Creatine kinase levels were measured using a standard colorimetry procedure, measuring at optical density 340 nm (BioTek ELx800 96 well Microplate Reader) and immediately analysed (Gen5, version 2.0). Each sample was run in duplicate-quadruplets using an EnzyChromTM CK Assay Kit (BioAssay Systems, Hayward, CA, USA, sensitivity 5 U/l, manufacturer intra-assay variability ≤5%). An average of 2–4 readings were taken. Creatine kinase activity is reported in two ways, firstly as absolute values and secondly, as the increase from pre to peak CK over the 168 h [(ΔCKpeak), i.e. the peak CK value − the pre-CK values].
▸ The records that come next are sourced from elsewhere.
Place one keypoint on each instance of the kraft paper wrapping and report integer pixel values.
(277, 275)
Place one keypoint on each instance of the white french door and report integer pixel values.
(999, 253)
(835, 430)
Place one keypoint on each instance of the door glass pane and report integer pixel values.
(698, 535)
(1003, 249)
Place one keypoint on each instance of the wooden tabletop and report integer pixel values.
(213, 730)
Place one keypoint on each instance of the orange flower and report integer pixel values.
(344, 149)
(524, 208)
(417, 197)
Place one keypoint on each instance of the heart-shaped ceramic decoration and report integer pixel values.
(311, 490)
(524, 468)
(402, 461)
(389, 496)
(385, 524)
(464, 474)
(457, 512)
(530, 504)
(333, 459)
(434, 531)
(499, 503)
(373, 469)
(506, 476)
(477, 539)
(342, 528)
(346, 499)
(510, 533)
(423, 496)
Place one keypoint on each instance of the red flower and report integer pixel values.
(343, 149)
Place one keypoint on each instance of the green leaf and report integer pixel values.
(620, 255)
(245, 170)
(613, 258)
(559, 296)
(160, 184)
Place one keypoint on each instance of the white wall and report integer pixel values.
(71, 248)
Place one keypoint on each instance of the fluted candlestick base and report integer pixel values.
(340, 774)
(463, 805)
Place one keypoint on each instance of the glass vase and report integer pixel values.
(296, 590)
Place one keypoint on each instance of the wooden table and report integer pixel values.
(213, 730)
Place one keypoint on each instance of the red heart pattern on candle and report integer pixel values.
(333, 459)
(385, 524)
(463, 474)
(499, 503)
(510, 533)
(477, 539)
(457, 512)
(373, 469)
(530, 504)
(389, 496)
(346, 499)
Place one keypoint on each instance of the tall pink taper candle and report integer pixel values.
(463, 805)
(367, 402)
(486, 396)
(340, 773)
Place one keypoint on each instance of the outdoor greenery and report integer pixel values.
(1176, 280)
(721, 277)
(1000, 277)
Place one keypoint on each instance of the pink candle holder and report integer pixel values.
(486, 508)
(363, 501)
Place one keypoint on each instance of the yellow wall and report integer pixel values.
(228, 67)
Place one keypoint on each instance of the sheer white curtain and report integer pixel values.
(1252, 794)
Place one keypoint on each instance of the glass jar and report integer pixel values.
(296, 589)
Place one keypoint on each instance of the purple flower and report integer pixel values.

Oestradiol was measured using a standard enzyme-linked immunosorbent assay (ELISA) procedure (Alpha Diagnostic International, San Antonio, USA). Absorbance was measured at optical density of 450 nm (BioTek ELx800 96 well Microplate Reader). The minimal oestradiol detection was ~10 pg/ml, the manufacturers intra-precision and inter-precision was 9.85 and 10.3%, respectively. To calculate oestrogen levels, a standard curve was plotted using the six standards against their absorbance. Using the mean absorbance of each sample, the concentration of the sample was read directly from the standard curve.
Statistical analyses were carried out using the statistical software package SPSS (v.19, Chicago, IL, USA) for Windows and Microsoft Excel. To ensure that the data were parametric, the Levene’s and Shapiro–Wilk’s tests were used to assess the variance and normality of the data. If parametric tests were violated, the equivalent non-parametric tests were used. For group differences in anthropometric measures, oestrogen levels, VLACSA, patella tendon properties, and ΔCKpeak independent T tests were used. A 2 × 5 mixed design analysis of variance [ANOVA, between factors: OCP use (2 levels) and time from EIMD (5 levels)] was used for muscle soreness, MVCKE torque loss and CK levels. Wherever the assumption of sphericity was violated, the Greenhouse–Geisser correction was used. When a significant group effect was found a planned contrast, with LSD correction, was used to identify where the significant difference lay. Since an association was reported between age and MVCKE torque loss, an analysis of covariance was used. For the variables being investigated as a potential determinant of EIMD, confidence levels and Cohen d were calculated. Significance was set at p ≤ 0.05. The data are presented as mean ± standard deviation.